Une vingtaine de soldats maliens détenus par les rebelles touareg ont été libérés dimanche, un échange mené avec cette rébellion qui a multiplié depuis le printemps les attaques contre l’armée et la junte au pouvoir au Mali.
Certains de ces soldats ont été capturés récemment et d’autres étaient détenus « depuis plus de trois ans », a indiqué à l’AFP la source proche de la junte, en guerre contre les rebelles du FLA et leurs alliés du Groupe de soutien à l’islam et aux musulmans (JNIM, affilié à Al-Qaïda).
Les jihadistes du JNIM et la rébellion du FLA avaient lancé les 25 et 26 avril une série d’attaques coordonnées contre des positions stratégiques de la junte au pouvoir et de l’armée dans plusieurs villes, y compris aux abords de Bamako, la capitale.
Ces attaques ont notamment coûté la vie au ministre de la Défense, le général Sadio Camara, et conduit à la capture de plusieurs soldats maliens.
Et début juillet, jihadistes et rebelles ont lancé de nouvelles attaques aux coordonnées contre plusieurs localités et une prison.

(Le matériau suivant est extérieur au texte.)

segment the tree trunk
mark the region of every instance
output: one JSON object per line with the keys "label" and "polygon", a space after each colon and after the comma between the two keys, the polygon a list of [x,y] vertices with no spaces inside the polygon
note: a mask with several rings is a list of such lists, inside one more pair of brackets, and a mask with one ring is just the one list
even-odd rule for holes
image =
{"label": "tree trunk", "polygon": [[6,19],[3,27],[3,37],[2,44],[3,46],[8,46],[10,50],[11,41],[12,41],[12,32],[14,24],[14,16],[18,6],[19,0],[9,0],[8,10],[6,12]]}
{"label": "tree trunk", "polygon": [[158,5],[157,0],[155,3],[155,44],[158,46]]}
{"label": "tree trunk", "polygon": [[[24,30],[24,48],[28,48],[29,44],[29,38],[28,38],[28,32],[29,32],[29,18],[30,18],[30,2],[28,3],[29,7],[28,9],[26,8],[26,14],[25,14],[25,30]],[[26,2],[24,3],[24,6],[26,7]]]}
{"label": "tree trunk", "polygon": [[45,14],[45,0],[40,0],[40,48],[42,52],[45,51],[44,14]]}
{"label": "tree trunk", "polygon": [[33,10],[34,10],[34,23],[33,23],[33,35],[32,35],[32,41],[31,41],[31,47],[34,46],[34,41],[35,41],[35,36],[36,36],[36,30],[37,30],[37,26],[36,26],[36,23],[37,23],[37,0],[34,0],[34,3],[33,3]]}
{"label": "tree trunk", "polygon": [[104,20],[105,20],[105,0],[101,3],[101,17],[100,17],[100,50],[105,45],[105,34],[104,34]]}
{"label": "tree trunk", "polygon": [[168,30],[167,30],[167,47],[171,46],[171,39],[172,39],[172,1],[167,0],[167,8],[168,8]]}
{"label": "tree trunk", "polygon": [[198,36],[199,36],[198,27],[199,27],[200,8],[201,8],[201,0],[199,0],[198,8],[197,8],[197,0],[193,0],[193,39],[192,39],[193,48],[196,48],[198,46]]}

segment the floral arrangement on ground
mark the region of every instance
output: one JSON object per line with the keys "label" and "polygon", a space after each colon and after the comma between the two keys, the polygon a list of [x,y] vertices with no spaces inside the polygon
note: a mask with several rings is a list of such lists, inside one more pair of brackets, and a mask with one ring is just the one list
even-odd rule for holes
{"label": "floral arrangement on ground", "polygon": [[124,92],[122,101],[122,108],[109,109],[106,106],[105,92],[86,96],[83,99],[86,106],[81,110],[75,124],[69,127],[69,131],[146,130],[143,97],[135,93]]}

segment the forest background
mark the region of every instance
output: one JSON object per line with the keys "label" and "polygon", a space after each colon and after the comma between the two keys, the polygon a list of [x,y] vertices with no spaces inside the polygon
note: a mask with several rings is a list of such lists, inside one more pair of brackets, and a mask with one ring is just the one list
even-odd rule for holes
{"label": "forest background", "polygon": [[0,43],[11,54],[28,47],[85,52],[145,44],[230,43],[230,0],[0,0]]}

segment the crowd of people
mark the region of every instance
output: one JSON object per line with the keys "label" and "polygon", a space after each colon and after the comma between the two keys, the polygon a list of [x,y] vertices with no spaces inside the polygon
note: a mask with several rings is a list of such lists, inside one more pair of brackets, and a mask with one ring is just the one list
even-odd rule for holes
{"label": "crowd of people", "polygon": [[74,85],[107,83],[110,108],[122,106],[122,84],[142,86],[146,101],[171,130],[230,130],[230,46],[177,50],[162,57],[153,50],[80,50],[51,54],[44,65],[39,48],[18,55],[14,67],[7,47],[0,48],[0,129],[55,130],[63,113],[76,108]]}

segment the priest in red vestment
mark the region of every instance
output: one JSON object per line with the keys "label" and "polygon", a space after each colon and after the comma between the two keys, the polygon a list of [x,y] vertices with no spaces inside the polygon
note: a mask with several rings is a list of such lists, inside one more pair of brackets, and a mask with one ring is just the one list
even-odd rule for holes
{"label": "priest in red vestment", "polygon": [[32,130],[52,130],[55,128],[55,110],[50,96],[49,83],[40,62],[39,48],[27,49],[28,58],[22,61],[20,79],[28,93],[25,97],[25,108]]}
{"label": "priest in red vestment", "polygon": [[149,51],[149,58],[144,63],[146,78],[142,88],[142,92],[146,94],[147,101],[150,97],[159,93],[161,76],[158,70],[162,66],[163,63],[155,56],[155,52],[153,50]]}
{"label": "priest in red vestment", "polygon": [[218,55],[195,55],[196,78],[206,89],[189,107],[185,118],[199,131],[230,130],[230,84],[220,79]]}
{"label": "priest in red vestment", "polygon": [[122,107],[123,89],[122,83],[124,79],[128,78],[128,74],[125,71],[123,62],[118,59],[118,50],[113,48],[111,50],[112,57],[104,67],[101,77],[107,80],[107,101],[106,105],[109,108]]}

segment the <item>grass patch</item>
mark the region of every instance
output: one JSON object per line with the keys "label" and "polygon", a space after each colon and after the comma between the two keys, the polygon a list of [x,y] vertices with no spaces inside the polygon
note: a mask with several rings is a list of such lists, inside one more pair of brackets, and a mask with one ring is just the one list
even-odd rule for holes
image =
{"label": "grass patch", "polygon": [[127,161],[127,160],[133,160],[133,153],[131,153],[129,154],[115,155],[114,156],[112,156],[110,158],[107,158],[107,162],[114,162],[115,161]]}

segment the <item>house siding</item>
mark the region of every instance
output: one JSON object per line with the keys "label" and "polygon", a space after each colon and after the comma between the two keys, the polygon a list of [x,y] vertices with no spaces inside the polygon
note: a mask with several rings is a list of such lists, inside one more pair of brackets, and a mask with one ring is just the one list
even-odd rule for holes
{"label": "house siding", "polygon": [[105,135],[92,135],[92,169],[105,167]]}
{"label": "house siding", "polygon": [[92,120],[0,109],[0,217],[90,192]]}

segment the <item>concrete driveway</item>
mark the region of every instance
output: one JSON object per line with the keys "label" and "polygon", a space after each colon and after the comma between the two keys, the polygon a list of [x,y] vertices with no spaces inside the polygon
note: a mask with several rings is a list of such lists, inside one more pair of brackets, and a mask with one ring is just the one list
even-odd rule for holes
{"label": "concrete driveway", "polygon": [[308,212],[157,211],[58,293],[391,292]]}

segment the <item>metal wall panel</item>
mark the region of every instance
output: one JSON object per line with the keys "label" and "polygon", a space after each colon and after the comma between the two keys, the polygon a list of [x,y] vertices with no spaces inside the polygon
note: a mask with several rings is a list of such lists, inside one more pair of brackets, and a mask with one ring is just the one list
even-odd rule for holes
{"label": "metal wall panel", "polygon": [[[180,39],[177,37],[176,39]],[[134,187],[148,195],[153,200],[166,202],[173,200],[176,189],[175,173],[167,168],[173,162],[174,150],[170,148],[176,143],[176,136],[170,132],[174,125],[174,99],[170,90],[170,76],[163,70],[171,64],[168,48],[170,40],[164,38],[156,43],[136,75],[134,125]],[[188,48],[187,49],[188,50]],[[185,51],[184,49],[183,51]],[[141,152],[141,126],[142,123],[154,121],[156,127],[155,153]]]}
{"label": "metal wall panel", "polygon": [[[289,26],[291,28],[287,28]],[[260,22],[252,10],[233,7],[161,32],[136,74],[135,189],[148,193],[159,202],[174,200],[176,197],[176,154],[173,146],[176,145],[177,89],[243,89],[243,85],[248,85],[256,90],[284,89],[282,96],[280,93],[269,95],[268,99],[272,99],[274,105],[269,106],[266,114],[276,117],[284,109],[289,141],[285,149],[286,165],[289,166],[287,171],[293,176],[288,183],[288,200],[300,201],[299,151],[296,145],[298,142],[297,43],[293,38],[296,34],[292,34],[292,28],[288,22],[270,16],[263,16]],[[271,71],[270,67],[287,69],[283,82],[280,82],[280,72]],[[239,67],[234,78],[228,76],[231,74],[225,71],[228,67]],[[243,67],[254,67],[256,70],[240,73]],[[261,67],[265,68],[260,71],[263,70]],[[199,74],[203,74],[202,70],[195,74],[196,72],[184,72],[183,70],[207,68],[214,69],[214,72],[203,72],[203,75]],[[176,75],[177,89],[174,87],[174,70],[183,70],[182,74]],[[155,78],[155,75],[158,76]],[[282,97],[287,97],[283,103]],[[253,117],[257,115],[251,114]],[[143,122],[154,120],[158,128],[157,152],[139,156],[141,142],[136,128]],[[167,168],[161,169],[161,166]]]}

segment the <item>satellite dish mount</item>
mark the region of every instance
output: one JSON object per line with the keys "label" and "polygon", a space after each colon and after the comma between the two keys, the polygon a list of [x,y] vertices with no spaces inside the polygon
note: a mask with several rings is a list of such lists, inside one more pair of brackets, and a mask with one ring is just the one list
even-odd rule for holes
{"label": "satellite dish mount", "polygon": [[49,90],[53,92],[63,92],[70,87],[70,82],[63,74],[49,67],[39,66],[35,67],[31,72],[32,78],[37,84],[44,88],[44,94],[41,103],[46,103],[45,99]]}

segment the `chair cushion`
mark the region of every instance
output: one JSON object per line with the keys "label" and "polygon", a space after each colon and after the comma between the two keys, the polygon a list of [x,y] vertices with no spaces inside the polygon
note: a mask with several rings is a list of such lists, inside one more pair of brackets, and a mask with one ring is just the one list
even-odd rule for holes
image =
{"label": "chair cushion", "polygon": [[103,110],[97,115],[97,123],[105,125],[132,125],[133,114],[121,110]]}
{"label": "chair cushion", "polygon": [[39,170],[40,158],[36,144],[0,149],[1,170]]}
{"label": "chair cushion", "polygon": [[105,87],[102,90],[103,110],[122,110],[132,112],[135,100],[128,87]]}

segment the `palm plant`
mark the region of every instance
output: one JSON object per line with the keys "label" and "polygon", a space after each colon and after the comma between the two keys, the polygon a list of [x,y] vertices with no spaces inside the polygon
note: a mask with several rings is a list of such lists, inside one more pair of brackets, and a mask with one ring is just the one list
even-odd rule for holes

Plusieurs militaires maliens avaient été capturés lors de ces combats, selon des vidéos de propagande publiées par la coalition JNIM-FLA.
Pays parmi les plus pauvres au monde, le Mali, dirigé depuis deux coups d’État successifs en 2020 et 2021 par des militaires, est en proie depuis 2012 à une profonde crise sécuritaire.
« 22 militaires maliens ont été libérés ce (dimanche) matin », a affirmé à l’AFP la source de sécurité.
L’information sur leur libération a été confirmée à l’AFP par la source proche de la junte, selon laquelle « une vingtaine » de soldats ont été élargis.
Cette libération a été obtenue « en échange d’au moins huit combattants du FLA », selon la source de sécurité.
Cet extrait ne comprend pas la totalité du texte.